Strengthening Rehabilitation of Perpetrators of Family Violence

17.         Ms Hazel Poa asked on the use of restorative justice in cases of spousal violence. As families navigate various milestones in their life journey, we want to build strong families and ensure parents are equipped to build safe havens for their children.

a.         Unfortunately, some families are not safe when violence happens at home. To strengthen protection for survivors of violence, we moved the Family Violence (Amendment) Bill in Parliament last year. These provisions also strengthen powers for the Government to rehabilitate perpetrators, which is crucial to helping families reconcile once protection and safety for survivors have been achieved.

b.         Our social service practitioners also support families at risk of harm or who are experiencing violence to address the root causes for the use of violence, and work with the survivor and perpetrator to heal and restore relationships where possible. Support for these families would include counselling.

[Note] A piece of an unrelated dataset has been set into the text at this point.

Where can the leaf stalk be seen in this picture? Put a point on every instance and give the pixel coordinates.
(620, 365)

Family members, including children, may attend these counselling sessions to achieve healing and restoration of familial relationships, where it is safe to do so.

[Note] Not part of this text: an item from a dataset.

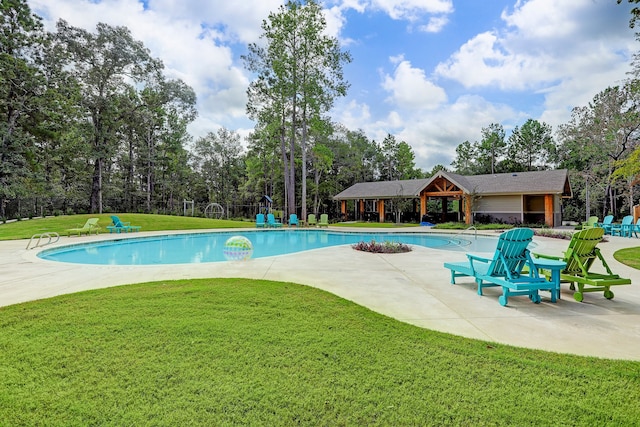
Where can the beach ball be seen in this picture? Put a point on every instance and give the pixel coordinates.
(238, 248)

c.         However, we will not hesitate to take firm measures when such restoration is not possible in the immediate term. This includes exercising the full powers of the law to take the perpetrators to task and to ensure the safety and protection of the survivors.

Conclusion

18.         Mr Chairman, in Mandarin please.

a.         家庭是社会的基石。我们希望在照顾孩子这方面,能给予家长和即将成为父母的人民更多的保障,并为给每个孩子提供良好的生活起点。这是我们实现“为家庭而设2025计划”的一个重要部分。

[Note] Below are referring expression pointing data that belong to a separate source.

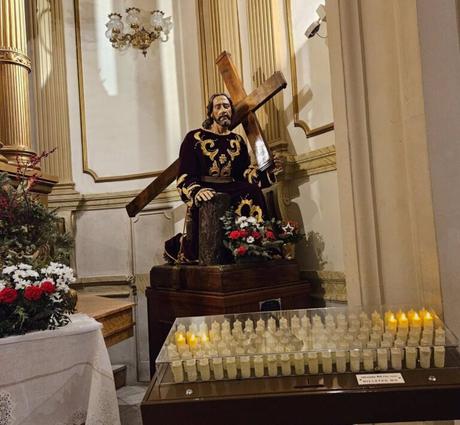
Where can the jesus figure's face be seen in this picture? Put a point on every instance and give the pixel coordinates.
(222, 111)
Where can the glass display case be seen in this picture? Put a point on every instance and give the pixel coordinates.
(305, 342)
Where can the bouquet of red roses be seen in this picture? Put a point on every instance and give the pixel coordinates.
(248, 237)
(34, 300)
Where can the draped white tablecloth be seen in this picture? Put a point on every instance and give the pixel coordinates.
(59, 377)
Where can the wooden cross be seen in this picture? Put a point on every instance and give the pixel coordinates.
(245, 107)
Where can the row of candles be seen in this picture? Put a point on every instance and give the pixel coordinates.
(303, 344)
(271, 365)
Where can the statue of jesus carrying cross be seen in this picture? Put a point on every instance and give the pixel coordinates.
(214, 159)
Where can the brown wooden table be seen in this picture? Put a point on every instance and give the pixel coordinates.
(337, 399)
(115, 315)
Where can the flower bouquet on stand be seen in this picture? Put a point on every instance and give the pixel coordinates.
(249, 239)
(34, 277)
(33, 300)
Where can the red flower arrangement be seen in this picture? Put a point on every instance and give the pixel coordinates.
(248, 237)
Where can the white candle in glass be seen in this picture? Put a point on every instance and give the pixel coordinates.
(272, 365)
(225, 326)
(178, 371)
(203, 368)
(439, 356)
(190, 370)
(230, 363)
(245, 366)
(285, 361)
(425, 357)
(326, 361)
(218, 368)
(341, 361)
(248, 326)
(355, 359)
(396, 358)
(382, 358)
(368, 360)
(258, 366)
(411, 357)
(313, 366)
(299, 364)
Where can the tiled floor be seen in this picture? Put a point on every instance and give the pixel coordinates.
(129, 399)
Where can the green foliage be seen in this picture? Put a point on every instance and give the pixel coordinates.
(29, 231)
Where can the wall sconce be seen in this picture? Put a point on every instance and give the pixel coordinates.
(137, 35)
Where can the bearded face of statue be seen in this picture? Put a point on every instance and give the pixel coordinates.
(222, 111)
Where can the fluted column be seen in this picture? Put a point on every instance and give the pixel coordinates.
(50, 88)
(219, 30)
(263, 61)
(14, 82)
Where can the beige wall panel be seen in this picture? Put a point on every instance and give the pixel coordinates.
(136, 110)
(102, 243)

b.         我们将继续使学前教育更为普及,确保家庭更能负担得起教育费用。2025年,我们将把主要业者和伙伴业者的托儿费顶限调低40元,并在2026年进行最后一次调低。与此同时,我们正在增加政府资助的学前教育学额,以确保到了2025年,80%的学前儿童能在政府资助的学前教育中心就读。我们也计划从2025年至2030年,继续维持这80%的目标。

c.         我们也从许多家长口中得知,育婴最具挑战性的阶段,即是孩子的婴儿期。为了更好地支持家长照顾婴儿,政府将与服务供应商合作,于2024下半年推出婴儿保姆试验计划,为家长提供多一个托婴选择。我们将提供资助,确保家长负担得起婴儿保姆的费用。为了确保婴儿获得良好的照顾,幼儿培育署将对业者进行背景调查,并要求业者符合服务要求,以确保婴儿的安全。幼儿培育署也将与业者合作制定行业的标准,包括共同规定安全的托婴环境,并列出业者与婴儿保姆各自的职责。

d.         有发展需求的孩童的家长也需要更多的支持,来协助他们的孩子能充分发挥潜力。为了使家长具备在家中提供早期介入训练的技能,以便能更好地支持有发展需求的孩童,我们将推出“婴幼儿早期介入计划 (EIPIC)–照护培训”的试验计划,为两岁至三岁、有发展需求的孩童的看护者提供所需的培训。对于有更高需求的孩童,我们也继续增加获政府资助的早期介入计划学额,为有中度至高度辅助需求的孩童提供服务。

19.         As Minister Masagos shared, all of us must play our part to realise our vision of a family-friendly society and a Singapore Made for Families.

a.         We have seen many volunteers who have worked alongside professionals to support our families in need. Ms Marsha Hernatasha (“hair-natasha”) and Ms Qistina Mohamed Nasir are friends who volunteer together for KidSTART Garden Wonders. As volunteers, they welcome KidSTART families, pack and distribute goody bags and engage the children during the storytelling sessions. Ms Marsha and Ms Qistina sees volunteering as an opportunity to do something good and give back to families with young children.

b.         As we dedicate 2024 as the Year of Celebrating Volunteers, let us appreciate and recognise the contributions, effort and sacrifice of our volunteers.

20.         We are committed in supporting our parents and parents-to-be, so that they are assured that every child can have a good start in life in Singapore and that they have fair access to opportunities to progress in life.